In my case some of my clients are internal to the organisation, and some are external. In both cases I cannot be guaranteed of either set of clients be able to read DGML or XPS file. So, what alternatives are available? The only path available which will guarantee that the clients will be able to read the files, is to use a graphics file format (TIFF, JPEG, PNG or BMP), to and “chop up” the big images into A4 chunks.

Other Options:

I did looks for some other options. But, the Microsoft Office suite does not seem to like to play with XPS files. There were a couple of option I did try:

  • Using Work to read an XPS. I was hoping that the XPS would come in as an image which I could imbed into a Word document.
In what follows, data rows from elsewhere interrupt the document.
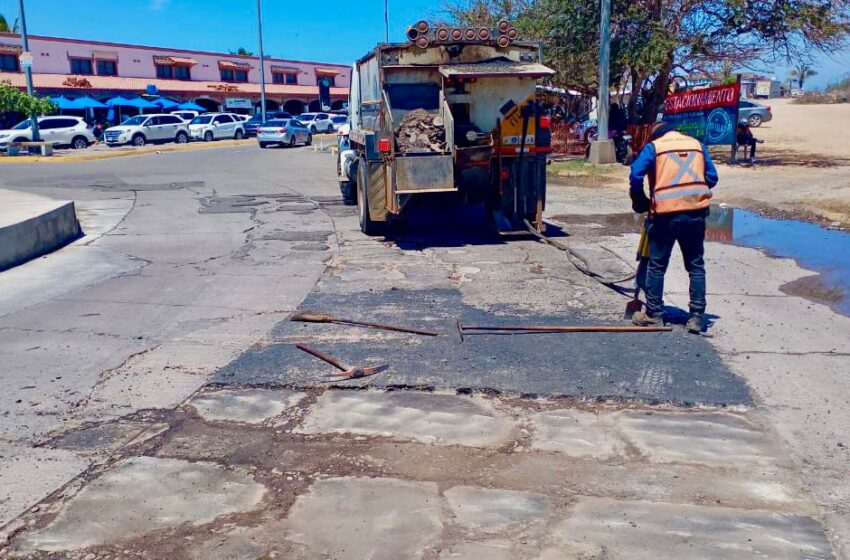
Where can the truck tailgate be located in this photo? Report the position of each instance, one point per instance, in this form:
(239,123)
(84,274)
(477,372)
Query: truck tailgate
(424,173)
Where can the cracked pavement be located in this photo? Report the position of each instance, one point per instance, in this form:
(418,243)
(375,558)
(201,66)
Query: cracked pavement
(156,406)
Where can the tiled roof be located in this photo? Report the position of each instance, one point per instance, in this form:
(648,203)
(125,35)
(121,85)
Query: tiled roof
(176,60)
(138,85)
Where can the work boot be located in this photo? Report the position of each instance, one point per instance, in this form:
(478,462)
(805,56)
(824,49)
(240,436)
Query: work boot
(644,319)
(695,322)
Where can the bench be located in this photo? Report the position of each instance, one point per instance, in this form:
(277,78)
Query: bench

I did try and suck an XPS files into Word (2007 and 2010 version), but they reported that the XPS file was illegal (and a Microsoft product wrote it!).
  • I did try Visio to read an XPS file. Again I was hoping that it would load the XPS as an image. But, Visio does not seem to have any idea about XPS files. File Open, Insert an Image, both do not accept XPS are a format to be processed.

Converting the XPS to a graphics File Format

My quest for a solution started here (How to convert xps documents to other formats, for example bmp ?) The core code from the solution in MSDN is below.

static public void SaveXpsPageToBitmap(string xpsFileName)
{
    XpsDocument xpsDoc = new XpsDocument(xpsFileName, System.IO.FileAccess.Read);
    FixedDocumentSequence docSeq = xpsDoc.GetFixedDocumentSequence();

    // You can get the total page count from docSeq.PageCount
    for (int pageNum = 0; pageNum < docSeq.DocumentPaginator.PageCount; ++pageNum)
    {
        DocumentPage docPage = docSeq.DocumentPaginator.GetPage(pageNum);
        BitmapImage bitmap = new BitmapImage();
        RenderTargetBitmap renderTarget =
            new RenderTargetBitmap((int)docPage.Size.Width,
                                    (int)docPage.Size.Height,
                                    96, // WPF (Avalon) units are 96dpi based
                                    96,
                                    System.Windows.Media.PixelFormats.Default);

        renderTarget.Render(docPage.Visual);

        BitmapEncoder encoder = new BmpBitmapEncoder();  // Choose type here ie: JpegBitmapEncoder, etc
        encoder.Frames.Add(BitmapFrame.Create(renderTarget));

        FileStream pageOutStream =
            new FileStream(xpsFileName + ".Page" + pageNum + ".bmp", FileMode.Create, FileAccess.Write);
        encoder.Save(pageOutStream);
        pageOutStream.Close();
    }
}

There are a number of things which one should note about the code.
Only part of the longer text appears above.